Grammaticalization is an associated process of language change in which "lexical items and constructions come in certain linguistic contexts to serve grammatical functions, and once grammaticalized, continue to develop new grammatical functions".[6] The processes of subjectification and intersubjectification do not necessarily result in grammaticalization, but there is still a strong correlation between the two.[4] As shown in the cline above, subjectification is theorized to be a unidirectional process; in other words, meanings tend to follow the path from left to right and do not develop in the reverse direction. Grammaticalization is likewise suggested to be a unidirectional phenomenon.[6]

Example

Traugott proposes that the epistemic adverb evidently, which initially meant 'from evidence, clearly' and later developed into a subjective adverb, underwent subjectification:

  • "1429 Will Braybroke in Ess.AST 5: 298 Yif thay finde euidently that i haue doon extorcion
    • 'If they find from evidence that I have performed extortions' (MED)
  • 1443 Pecock Rule 56: More euydently fals þan þis is, þer is no þing
    • 'There is nothing more clearly false than this' (MED)
  • 1690 Locke, Hum. Und. II. xxix: No Idea, therefore, can be undistinguishable from another ... for from all other, it is evidently different ('evident to all', weak subjective epistemic) (OED)
  • 20th c.?: He is evidently right (in the meaning 'I conclude that he is right'; strong subjective epistemic inviting the inference of some concession or doubt on speaker's part)"[1]

References

  1. Traugott, Elizabeth Closs (1989). "On the Rise of Epistemic Meanings in English: An Example of Subjectification in Semantic Change". Language. 65 (1): 46–47. doi:10.2307/414841. JSTOR 414841.
  2. Kristeva, Julia (1989). Language--the Unknown: An Initiation into Linguistics. Columbia University Press. p. 11.
  3. Talmy, Leonard (1985). "Lexicalization patterns: Semantic structure in lexical forms". In Shopen, Timothy (ed.). Language typology and syntactic description: Grammatical categories and the lexicon.
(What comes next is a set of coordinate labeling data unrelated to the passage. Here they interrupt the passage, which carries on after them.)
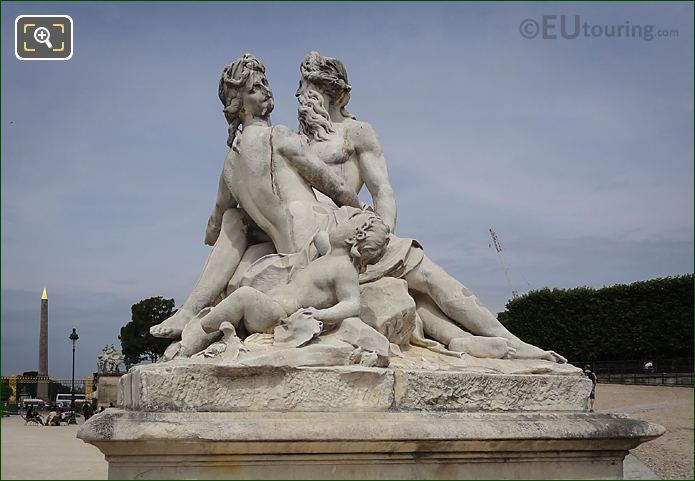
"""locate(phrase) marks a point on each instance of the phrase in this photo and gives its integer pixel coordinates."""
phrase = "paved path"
(671, 455)
(40, 452)
(36, 452)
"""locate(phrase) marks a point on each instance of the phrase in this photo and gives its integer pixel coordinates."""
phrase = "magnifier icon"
(43, 35)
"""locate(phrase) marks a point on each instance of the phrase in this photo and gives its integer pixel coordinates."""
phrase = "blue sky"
(579, 153)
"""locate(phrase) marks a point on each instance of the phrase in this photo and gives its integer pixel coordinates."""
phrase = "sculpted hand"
(212, 231)
(313, 312)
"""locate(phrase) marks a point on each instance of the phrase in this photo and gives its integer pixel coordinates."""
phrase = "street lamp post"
(73, 337)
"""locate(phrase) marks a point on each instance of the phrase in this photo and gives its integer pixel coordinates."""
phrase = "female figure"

Vol. 3. Cambridge: Cambridge University Press. pp. 57–149.
  4. Traugott, Elizabeth Closs (2010). "(Inter)subjectivity and (inter)subjectification: A reassessment". In Davidse, Kristin (ed.). Subjectification, Intersubjectification and Grammaticalization. Berlin/New York: Walter de Gruyter. p. 39.
  5. Traugott, Elizabeth C.; Dasher, Richard B. (2001). Regularity in Semantic Change. Cambridge: Cambridge University Press. p. 31.
  6. Hopper, Paul J.; Traugott, Elizabeth C. (2003). Grammaticalization. Cambridge: Cambridge University Press. p. 99.